保険仲立人の一言

梧陵さんの造った広村の堤防
相変わらず全国的に金属盗難が多発しているが、とうとう「防潮扉」の盗難事件まで起こっている。唯々あきれるより他ない。松阪市の海岸堤防では6日、一度に2基の防潮扉(アルミ合金製)が盗まれている。南伊勢町、鳥羽市、伊勢市でも、立て続けに防潮扉の付属品などが盗み出された。夜間、重機やクレーンなどで防潮扉をつるし、ボルトを外す手口で盗み出しているようだ。盗んだ金属は加工会社などで換金している可能性が高い。
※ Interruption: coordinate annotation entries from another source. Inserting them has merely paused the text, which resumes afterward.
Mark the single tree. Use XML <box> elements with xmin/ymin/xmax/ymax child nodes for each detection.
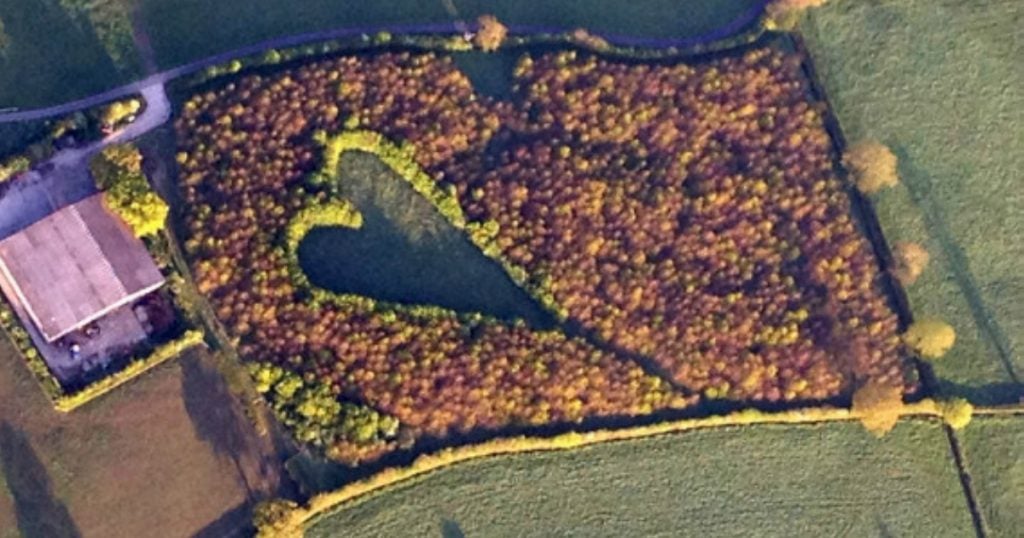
<box><xmin>473</xmin><ymin>15</ymin><xmax>509</xmax><ymax>52</ymax></box>
<box><xmin>903</xmin><ymin>319</ymin><xmax>956</xmax><ymax>359</ymax></box>
<box><xmin>843</xmin><ymin>140</ymin><xmax>899</xmax><ymax>195</ymax></box>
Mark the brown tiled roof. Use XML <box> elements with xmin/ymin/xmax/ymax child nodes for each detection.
<box><xmin>0</xmin><ymin>194</ymin><xmax>164</xmax><ymax>341</ymax></box>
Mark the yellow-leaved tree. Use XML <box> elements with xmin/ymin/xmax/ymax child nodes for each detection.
<box><xmin>89</xmin><ymin>144</ymin><xmax>170</xmax><ymax>238</ymax></box>
<box><xmin>903</xmin><ymin>318</ymin><xmax>956</xmax><ymax>359</ymax></box>
<box><xmin>853</xmin><ymin>380</ymin><xmax>903</xmax><ymax>438</ymax></box>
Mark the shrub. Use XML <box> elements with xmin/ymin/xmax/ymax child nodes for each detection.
<box><xmin>100</xmin><ymin>99</ymin><xmax>142</xmax><ymax>127</ymax></box>
<box><xmin>0</xmin><ymin>18</ymin><xmax>10</xmax><ymax>57</ymax></box>
<box><xmin>89</xmin><ymin>144</ymin><xmax>170</xmax><ymax>238</ymax></box>
<box><xmin>253</xmin><ymin>499</ymin><xmax>302</xmax><ymax>538</ymax></box>
<box><xmin>903</xmin><ymin>319</ymin><xmax>956</xmax><ymax>359</ymax></box>
<box><xmin>853</xmin><ymin>380</ymin><xmax>903</xmax><ymax>438</ymax></box>
<box><xmin>765</xmin><ymin>0</ymin><xmax>826</xmax><ymax>31</ymax></box>
<box><xmin>0</xmin><ymin>155</ymin><xmax>32</xmax><ymax>183</ymax></box>
<box><xmin>843</xmin><ymin>140</ymin><xmax>899</xmax><ymax>195</ymax></box>
<box><xmin>249</xmin><ymin>363</ymin><xmax>400</xmax><ymax>458</ymax></box>
<box><xmin>473</xmin><ymin>15</ymin><xmax>509</xmax><ymax>52</ymax></box>
<box><xmin>893</xmin><ymin>243</ymin><xmax>929</xmax><ymax>286</ymax></box>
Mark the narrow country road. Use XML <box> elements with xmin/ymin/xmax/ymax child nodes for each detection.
<box><xmin>0</xmin><ymin>0</ymin><xmax>768</xmax><ymax>123</ymax></box>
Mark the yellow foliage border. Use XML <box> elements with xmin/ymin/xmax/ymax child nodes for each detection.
<box><xmin>260</xmin><ymin>400</ymin><xmax>990</xmax><ymax>536</ymax></box>
<box><xmin>300</xmin><ymin>130</ymin><xmax>568</xmax><ymax>321</ymax></box>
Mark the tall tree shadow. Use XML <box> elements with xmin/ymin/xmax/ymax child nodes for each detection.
<box><xmin>0</xmin><ymin>421</ymin><xmax>82</xmax><ymax>538</ymax></box>
<box><xmin>181</xmin><ymin>355</ymin><xmax>257</xmax><ymax>501</ymax></box>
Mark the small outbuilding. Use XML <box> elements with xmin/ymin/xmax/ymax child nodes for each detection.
<box><xmin>0</xmin><ymin>194</ymin><xmax>164</xmax><ymax>343</ymax></box>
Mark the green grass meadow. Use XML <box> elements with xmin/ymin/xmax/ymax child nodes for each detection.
<box><xmin>800</xmin><ymin>0</ymin><xmax>1024</xmax><ymax>404</ymax></box>
<box><xmin>299</xmin><ymin>152</ymin><xmax>553</xmax><ymax>328</ymax></box>
<box><xmin>306</xmin><ymin>420</ymin><xmax>975</xmax><ymax>538</ymax></box>
<box><xmin>0</xmin><ymin>0</ymin><xmax>126</xmax><ymax>109</ymax></box>
<box><xmin>959</xmin><ymin>415</ymin><xmax>1024</xmax><ymax>538</ymax></box>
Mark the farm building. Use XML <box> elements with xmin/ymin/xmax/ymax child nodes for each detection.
<box><xmin>0</xmin><ymin>194</ymin><xmax>164</xmax><ymax>343</ymax></box>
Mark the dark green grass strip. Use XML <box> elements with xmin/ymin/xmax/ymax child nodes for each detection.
<box><xmin>895</xmin><ymin>149</ymin><xmax>1021</xmax><ymax>384</ymax></box>
<box><xmin>800</xmin><ymin>0</ymin><xmax>1024</xmax><ymax>405</ymax></box>
<box><xmin>942</xmin><ymin>424</ymin><xmax>988</xmax><ymax>538</ymax></box>
<box><xmin>306</xmin><ymin>420</ymin><xmax>975</xmax><ymax>538</ymax></box>
<box><xmin>956</xmin><ymin>413</ymin><xmax>1024</xmax><ymax>538</ymax></box>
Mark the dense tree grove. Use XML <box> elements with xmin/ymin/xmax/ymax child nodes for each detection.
<box><xmin>89</xmin><ymin>144</ymin><xmax>170</xmax><ymax>238</ymax></box>
<box><xmin>177</xmin><ymin>45</ymin><xmax>910</xmax><ymax>461</ymax></box>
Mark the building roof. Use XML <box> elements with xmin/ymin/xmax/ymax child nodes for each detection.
<box><xmin>0</xmin><ymin>194</ymin><xmax>164</xmax><ymax>341</ymax></box>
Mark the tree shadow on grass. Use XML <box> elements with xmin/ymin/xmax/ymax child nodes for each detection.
<box><xmin>0</xmin><ymin>421</ymin><xmax>82</xmax><ymax>538</ymax></box>
<box><xmin>181</xmin><ymin>355</ymin><xmax>256</xmax><ymax>500</ymax></box>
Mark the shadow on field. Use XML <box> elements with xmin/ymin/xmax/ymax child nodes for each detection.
<box><xmin>0</xmin><ymin>421</ymin><xmax>82</xmax><ymax>538</ymax></box>
<box><xmin>441</xmin><ymin>518</ymin><xmax>466</xmax><ymax>538</ymax></box>
<box><xmin>893</xmin><ymin>146</ymin><xmax>1021</xmax><ymax>387</ymax></box>
<box><xmin>181</xmin><ymin>355</ymin><xmax>255</xmax><ymax>500</ymax></box>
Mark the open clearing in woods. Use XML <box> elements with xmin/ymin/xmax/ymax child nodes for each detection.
<box><xmin>800</xmin><ymin>0</ymin><xmax>1024</xmax><ymax>404</ymax></box>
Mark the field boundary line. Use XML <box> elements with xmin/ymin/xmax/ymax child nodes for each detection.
<box><xmin>264</xmin><ymin>399</ymin><xmax>983</xmax><ymax>536</ymax></box>
<box><xmin>943</xmin><ymin>424</ymin><xmax>989</xmax><ymax>538</ymax></box>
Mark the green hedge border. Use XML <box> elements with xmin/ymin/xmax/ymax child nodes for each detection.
<box><xmin>0</xmin><ymin>284</ymin><xmax>206</xmax><ymax>413</ymax></box>
<box><xmin>186</xmin><ymin>13</ymin><xmax>777</xmax><ymax>90</ymax></box>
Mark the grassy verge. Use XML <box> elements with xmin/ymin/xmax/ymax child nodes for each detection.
<box><xmin>959</xmin><ymin>414</ymin><xmax>1024</xmax><ymax>538</ymax></box>
<box><xmin>140</xmin><ymin>0</ymin><xmax>757</xmax><ymax>68</ymax></box>
<box><xmin>801</xmin><ymin>0</ymin><xmax>1024</xmax><ymax>404</ymax></box>
<box><xmin>306</xmin><ymin>420</ymin><xmax>973</xmax><ymax>537</ymax></box>
<box><xmin>298</xmin><ymin>152</ymin><xmax>547</xmax><ymax>325</ymax></box>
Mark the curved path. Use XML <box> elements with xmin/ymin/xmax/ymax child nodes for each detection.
<box><xmin>0</xmin><ymin>0</ymin><xmax>769</xmax><ymax>123</ymax></box>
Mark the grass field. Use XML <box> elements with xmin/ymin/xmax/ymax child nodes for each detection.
<box><xmin>299</xmin><ymin>152</ymin><xmax>551</xmax><ymax>327</ymax></box>
<box><xmin>140</xmin><ymin>0</ymin><xmax>757</xmax><ymax>68</ymax></box>
<box><xmin>800</xmin><ymin>0</ymin><xmax>1024</xmax><ymax>403</ymax></box>
<box><xmin>0</xmin><ymin>337</ymin><xmax>288</xmax><ymax>538</ymax></box>
<box><xmin>0</xmin><ymin>0</ymin><xmax>125</xmax><ymax>109</ymax></box>
<box><xmin>959</xmin><ymin>415</ymin><xmax>1024</xmax><ymax>538</ymax></box>
<box><xmin>307</xmin><ymin>421</ymin><xmax>974</xmax><ymax>538</ymax></box>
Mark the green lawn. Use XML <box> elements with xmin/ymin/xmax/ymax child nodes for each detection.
<box><xmin>140</xmin><ymin>0</ymin><xmax>757</xmax><ymax>68</ymax></box>
<box><xmin>801</xmin><ymin>0</ymin><xmax>1024</xmax><ymax>403</ymax></box>
<box><xmin>307</xmin><ymin>421</ymin><xmax>974</xmax><ymax>538</ymax></box>
<box><xmin>959</xmin><ymin>415</ymin><xmax>1024</xmax><ymax>538</ymax></box>
<box><xmin>299</xmin><ymin>152</ymin><xmax>552</xmax><ymax>328</ymax></box>
<box><xmin>0</xmin><ymin>0</ymin><xmax>125</xmax><ymax>109</ymax></box>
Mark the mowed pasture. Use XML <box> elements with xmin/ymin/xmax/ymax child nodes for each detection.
<box><xmin>0</xmin><ymin>337</ymin><xmax>288</xmax><ymax>538</ymax></box>
<box><xmin>306</xmin><ymin>420</ymin><xmax>974</xmax><ymax>538</ymax></box>
<box><xmin>0</xmin><ymin>0</ymin><xmax>125</xmax><ymax>109</ymax></box>
<box><xmin>959</xmin><ymin>415</ymin><xmax>1024</xmax><ymax>538</ymax></box>
<box><xmin>139</xmin><ymin>0</ymin><xmax>759</xmax><ymax>69</ymax></box>
<box><xmin>800</xmin><ymin>0</ymin><xmax>1024</xmax><ymax>404</ymax></box>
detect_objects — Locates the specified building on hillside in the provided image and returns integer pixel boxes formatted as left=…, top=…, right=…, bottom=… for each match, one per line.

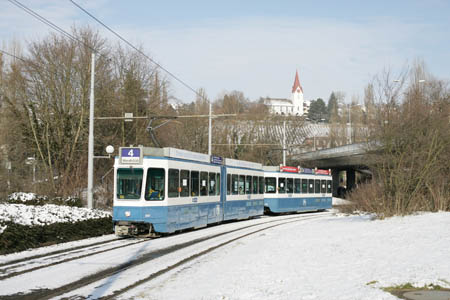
left=264, top=71, right=310, bottom=116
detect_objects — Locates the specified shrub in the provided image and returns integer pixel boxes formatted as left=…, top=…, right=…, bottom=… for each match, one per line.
left=0, top=217, right=113, bottom=255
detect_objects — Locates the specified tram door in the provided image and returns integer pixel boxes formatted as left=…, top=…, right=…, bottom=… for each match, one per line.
left=220, top=166, right=231, bottom=221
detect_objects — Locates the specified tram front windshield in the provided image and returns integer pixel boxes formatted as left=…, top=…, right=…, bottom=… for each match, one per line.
left=117, top=169, right=143, bottom=199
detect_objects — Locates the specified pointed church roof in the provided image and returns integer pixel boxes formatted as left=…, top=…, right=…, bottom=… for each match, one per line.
left=292, top=70, right=303, bottom=93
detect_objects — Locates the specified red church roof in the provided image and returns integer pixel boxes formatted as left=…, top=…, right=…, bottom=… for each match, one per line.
left=292, top=71, right=303, bottom=93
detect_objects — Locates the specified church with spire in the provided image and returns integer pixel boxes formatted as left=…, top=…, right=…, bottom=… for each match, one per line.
left=264, top=71, right=309, bottom=116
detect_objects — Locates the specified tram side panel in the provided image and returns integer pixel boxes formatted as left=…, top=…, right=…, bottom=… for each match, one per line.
left=264, top=171, right=331, bottom=213
left=223, top=166, right=264, bottom=220
left=113, top=157, right=223, bottom=235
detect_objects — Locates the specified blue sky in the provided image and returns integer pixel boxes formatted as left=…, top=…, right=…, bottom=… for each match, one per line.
left=0, top=0, right=450, bottom=101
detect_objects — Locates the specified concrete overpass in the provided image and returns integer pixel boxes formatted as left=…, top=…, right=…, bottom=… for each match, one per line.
left=290, top=143, right=377, bottom=196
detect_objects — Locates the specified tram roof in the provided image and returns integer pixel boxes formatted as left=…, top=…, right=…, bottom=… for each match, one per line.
left=142, top=147, right=262, bottom=170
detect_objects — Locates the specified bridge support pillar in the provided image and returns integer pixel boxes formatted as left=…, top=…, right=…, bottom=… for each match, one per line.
left=346, top=169, right=356, bottom=191
left=331, top=169, right=340, bottom=197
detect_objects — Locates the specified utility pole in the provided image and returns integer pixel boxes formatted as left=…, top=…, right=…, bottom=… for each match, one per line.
left=87, top=53, right=95, bottom=209
left=208, top=101, right=212, bottom=155
left=283, top=121, right=286, bottom=166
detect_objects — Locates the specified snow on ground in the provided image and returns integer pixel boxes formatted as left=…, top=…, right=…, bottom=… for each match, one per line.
left=8, top=192, right=37, bottom=202
left=120, top=212, right=450, bottom=299
left=0, top=203, right=111, bottom=234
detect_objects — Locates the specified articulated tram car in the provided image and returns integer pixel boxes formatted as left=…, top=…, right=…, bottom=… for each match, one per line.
left=264, top=166, right=332, bottom=213
left=113, top=147, right=264, bottom=236
left=113, top=147, right=331, bottom=236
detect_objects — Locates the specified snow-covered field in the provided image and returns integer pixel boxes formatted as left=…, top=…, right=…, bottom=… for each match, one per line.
left=0, top=205, right=450, bottom=300
left=122, top=212, right=450, bottom=299
left=0, top=204, right=111, bottom=234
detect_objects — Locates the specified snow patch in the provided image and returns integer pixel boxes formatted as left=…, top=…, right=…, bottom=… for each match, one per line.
left=0, top=204, right=111, bottom=226
left=8, top=192, right=37, bottom=202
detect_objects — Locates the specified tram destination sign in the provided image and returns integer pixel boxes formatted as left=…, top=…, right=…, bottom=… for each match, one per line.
left=280, top=166, right=298, bottom=173
left=119, top=147, right=143, bottom=165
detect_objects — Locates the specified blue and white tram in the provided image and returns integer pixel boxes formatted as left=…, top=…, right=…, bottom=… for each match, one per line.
left=113, top=147, right=264, bottom=236
left=263, top=166, right=332, bottom=213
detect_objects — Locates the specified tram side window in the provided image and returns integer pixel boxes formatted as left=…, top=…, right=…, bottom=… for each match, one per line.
left=117, top=169, right=144, bottom=199
left=294, top=178, right=301, bottom=194
left=145, top=168, right=165, bottom=200
left=180, top=170, right=189, bottom=197
left=200, top=172, right=208, bottom=196
left=245, top=176, right=252, bottom=194
left=314, top=179, right=320, bottom=194
left=216, top=173, right=220, bottom=196
left=239, top=175, right=245, bottom=195
left=231, top=174, right=239, bottom=195
left=278, top=178, right=286, bottom=193
left=258, top=176, right=264, bottom=194
left=208, top=173, right=216, bottom=196
left=191, top=171, right=200, bottom=197
left=168, top=169, right=180, bottom=198
left=286, top=178, right=294, bottom=194
left=308, top=179, right=314, bottom=194
left=302, top=179, right=308, bottom=194
left=252, top=176, right=258, bottom=194
left=265, top=177, right=277, bottom=194
left=320, top=180, right=327, bottom=194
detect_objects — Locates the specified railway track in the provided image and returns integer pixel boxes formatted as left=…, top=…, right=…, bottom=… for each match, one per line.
left=0, top=213, right=332, bottom=299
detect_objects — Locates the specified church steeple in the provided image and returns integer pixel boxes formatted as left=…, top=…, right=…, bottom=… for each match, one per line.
left=292, top=70, right=303, bottom=94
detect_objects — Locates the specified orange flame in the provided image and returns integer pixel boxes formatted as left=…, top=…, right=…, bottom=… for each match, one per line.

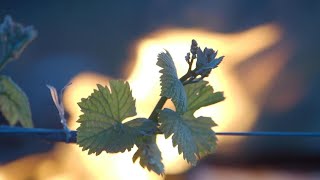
left=0, top=24, right=285, bottom=179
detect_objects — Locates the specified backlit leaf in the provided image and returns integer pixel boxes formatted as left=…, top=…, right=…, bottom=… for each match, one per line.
left=132, top=137, right=164, bottom=175
left=0, top=76, right=33, bottom=127
left=159, top=81, right=224, bottom=165
left=157, top=51, right=187, bottom=113
left=77, top=81, right=156, bottom=155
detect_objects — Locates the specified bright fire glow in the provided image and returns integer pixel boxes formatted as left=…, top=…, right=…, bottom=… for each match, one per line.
left=0, top=24, right=290, bottom=180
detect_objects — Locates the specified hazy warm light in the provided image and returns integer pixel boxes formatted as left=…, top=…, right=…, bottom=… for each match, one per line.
left=0, top=24, right=285, bottom=180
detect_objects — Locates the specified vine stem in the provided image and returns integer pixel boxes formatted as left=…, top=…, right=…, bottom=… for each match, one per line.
left=0, top=126, right=320, bottom=143
left=149, top=71, right=194, bottom=122
left=0, top=53, right=11, bottom=71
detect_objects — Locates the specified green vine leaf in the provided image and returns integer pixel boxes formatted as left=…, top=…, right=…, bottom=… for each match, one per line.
left=0, top=75, right=33, bottom=127
left=184, top=81, right=225, bottom=116
left=132, top=136, right=164, bottom=175
left=159, top=81, right=224, bottom=165
left=77, top=80, right=156, bottom=155
left=157, top=51, right=187, bottom=114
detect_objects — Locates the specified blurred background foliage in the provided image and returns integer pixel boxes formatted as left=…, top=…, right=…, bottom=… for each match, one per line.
left=0, top=0, right=320, bottom=179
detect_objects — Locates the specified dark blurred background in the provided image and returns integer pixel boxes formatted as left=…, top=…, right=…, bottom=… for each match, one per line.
left=0, top=0, right=320, bottom=179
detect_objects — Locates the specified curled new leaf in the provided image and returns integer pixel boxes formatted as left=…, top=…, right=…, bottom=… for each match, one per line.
left=77, top=81, right=156, bottom=155
left=157, top=51, right=187, bottom=113
left=0, top=76, right=33, bottom=127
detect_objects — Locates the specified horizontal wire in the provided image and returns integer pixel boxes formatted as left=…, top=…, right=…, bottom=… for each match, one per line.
left=0, top=126, right=320, bottom=143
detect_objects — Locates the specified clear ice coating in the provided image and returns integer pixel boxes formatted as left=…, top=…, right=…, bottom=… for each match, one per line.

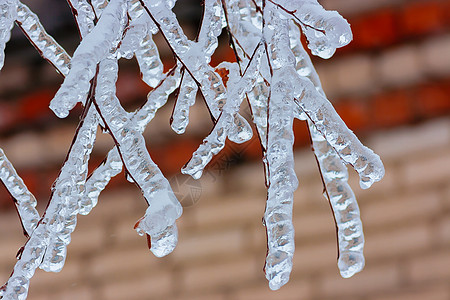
left=0, top=0, right=384, bottom=300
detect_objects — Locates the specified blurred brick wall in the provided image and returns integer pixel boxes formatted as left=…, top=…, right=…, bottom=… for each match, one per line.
left=0, top=0, right=450, bottom=300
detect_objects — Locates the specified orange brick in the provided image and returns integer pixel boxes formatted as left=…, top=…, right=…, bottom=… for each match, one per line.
left=85, top=243, right=162, bottom=282
left=364, top=221, right=433, bottom=258
left=399, top=1, right=447, bottom=36
left=292, top=237, right=339, bottom=277
left=417, top=81, right=450, bottom=117
left=318, top=264, right=400, bottom=299
left=400, top=151, right=450, bottom=188
left=369, top=285, right=450, bottom=300
left=408, top=249, right=450, bottom=283
left=231, top=278, right=312, bottom=300
left=367, top=118, right=450, bottom=164
left=335, top=100, right=370, bottom=131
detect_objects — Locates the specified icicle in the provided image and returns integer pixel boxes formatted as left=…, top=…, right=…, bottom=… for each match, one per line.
left=96, top=59, right=182, bottom=255
left=225, top=0, right=262, bottom=65
left=308, top=122, right=364, bottom=278
left=79, top=66, right=179, bottom=215
left=269, top=0, right=353, bottom=58
left=68, top=0, right=97, bottom=38
left=133, top=66, right=181, bottom=133
left=79, top=147, right=122, bottom=215
left=0, top=0, right=19, bottom=70
left=0, top=149, right=39, bottom=235
left=181, top=44, right=264, bottom=179
left=16, top=3, right=70, bottom=76
left=263, top=5, right=298, bottom=290
left=3, top=110, right=97, bottom=299
left=134, top=34, right=164, bottom=88
left=143, top=0, right=252, bottom=142
left=50, top=0, right=127, bottom=118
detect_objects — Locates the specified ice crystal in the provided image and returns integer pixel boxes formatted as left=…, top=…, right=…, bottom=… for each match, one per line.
left=0, top=0, right=384, bottom=299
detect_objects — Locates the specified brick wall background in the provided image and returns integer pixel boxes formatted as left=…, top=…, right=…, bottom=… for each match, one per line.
left=0, top=0, right=450, bottom=300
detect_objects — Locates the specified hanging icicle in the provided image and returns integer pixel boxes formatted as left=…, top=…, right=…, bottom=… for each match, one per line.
left=0, top=0, right=384, bottom=300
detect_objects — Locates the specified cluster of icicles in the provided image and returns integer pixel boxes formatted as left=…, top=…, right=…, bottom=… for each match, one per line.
left=0, top=0, right=384, bottom=299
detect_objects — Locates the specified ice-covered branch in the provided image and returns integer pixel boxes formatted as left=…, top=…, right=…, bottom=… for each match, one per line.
left=0, top=0, right=384, bottom=299
left=0, top=149, right=39, bottom=236
left=263, top=5, right=298, bottom=290
left=95, top=59, right=182, bottom=256
left=0, top=0, right=19, bottom=70
left=16, top=3, right=71, bottom=76
left=50, top=0, right=127, bottom=118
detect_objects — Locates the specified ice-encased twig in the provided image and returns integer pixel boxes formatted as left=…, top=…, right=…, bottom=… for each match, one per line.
left=289, top=19, right=364, bottom=278
left=16, top=3, right=71, bottom=76
left=0, top=106, right=98, bottom=299
left=95, top=59, right=182, bottom=256
left=308, top=121, right=364, bottom=278
left=141, top=0, right=252, bottom=143
left=39, top=107, right=99, bottom=272
left=50, top=0, right=127, bottom=118
left=0, top=149, right=40, bottom=236
left=181, top=44, right=264, bottom=179
left=0, top=0, right=19, bottom=70
left=263, top=5, right=298, bottom=290
left=268, top=0, right=353, bottom=58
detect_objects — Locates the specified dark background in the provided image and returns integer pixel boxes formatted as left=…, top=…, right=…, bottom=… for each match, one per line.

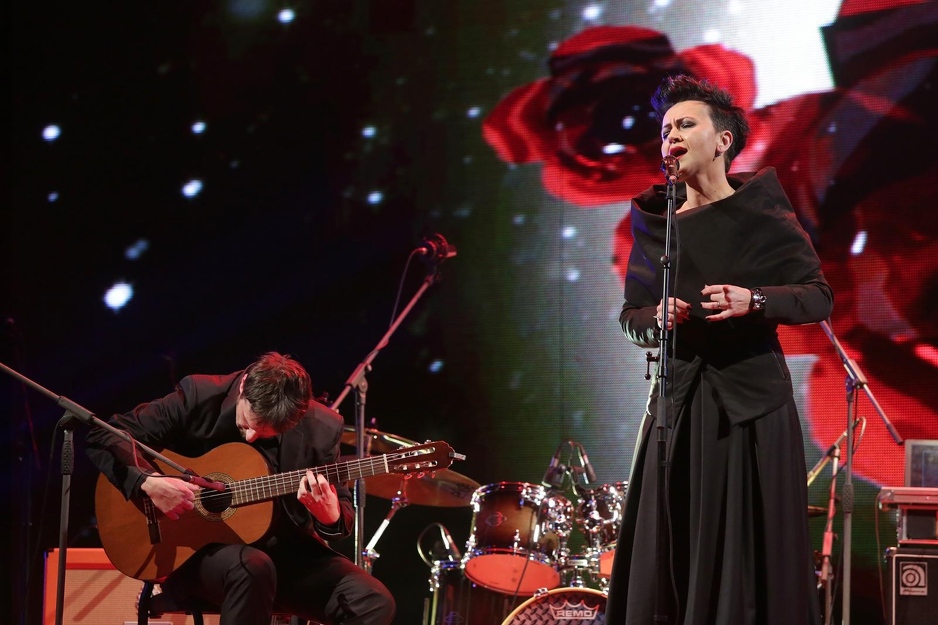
left=9, top=0, right=936, bottom=625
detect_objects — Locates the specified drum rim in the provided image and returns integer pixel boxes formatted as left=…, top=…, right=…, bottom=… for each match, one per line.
left=462, top=547, right=560, bottom=597
left=501, top=587, right=608, bottom=625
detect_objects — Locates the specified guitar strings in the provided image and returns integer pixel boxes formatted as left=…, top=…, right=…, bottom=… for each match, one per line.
left=193, top=450, right=428, bottom=505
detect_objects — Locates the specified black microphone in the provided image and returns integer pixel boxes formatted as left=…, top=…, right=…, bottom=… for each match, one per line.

防犯対策として、防潮扉や施設の金属製品には、一度取り付ると専用工具がないと取り外せない特殊なボルトで固定することとし、順次取り換えている。 防潮堤は津波や高波を防ぐための大切な防災施設である。通常は役に立つことはないが、いざというときに住民の命と財産を守る最重要な砦だ。世界各地の沿岸部で多発している津波や高波の甚大な被害を思い浮かべたらいい。大量殺人に繋がる重大事件で、単なる窃盗事件ではない。犯人はこのことに気づいて欲しい。せめて盗人にも、3分の「仁愛」を持って欲しいと願うのは無理だろうか。 一方、江戸時代末期、和歌山県広村を襲った津波で大勢の人や財産が失われたが、醤油醸造家(ヤマサ醤油7代目)の浜口梧陵さんは、莫大な私財を投じて堤防や住宅を作り、その後の村の安全を守った。住民の安全と失業対策までも兼ね備えたすばらしい事業といえる。今でもそのりっぱな堤防は残されている。梧陵さんは、生ける神として、小説家小泉八雲に紹介され、今でも世界中にその名を馳せているすばらしい先人の一人だ。最近日本でも、「稲村の火」の主人公としてよく取り上げられている。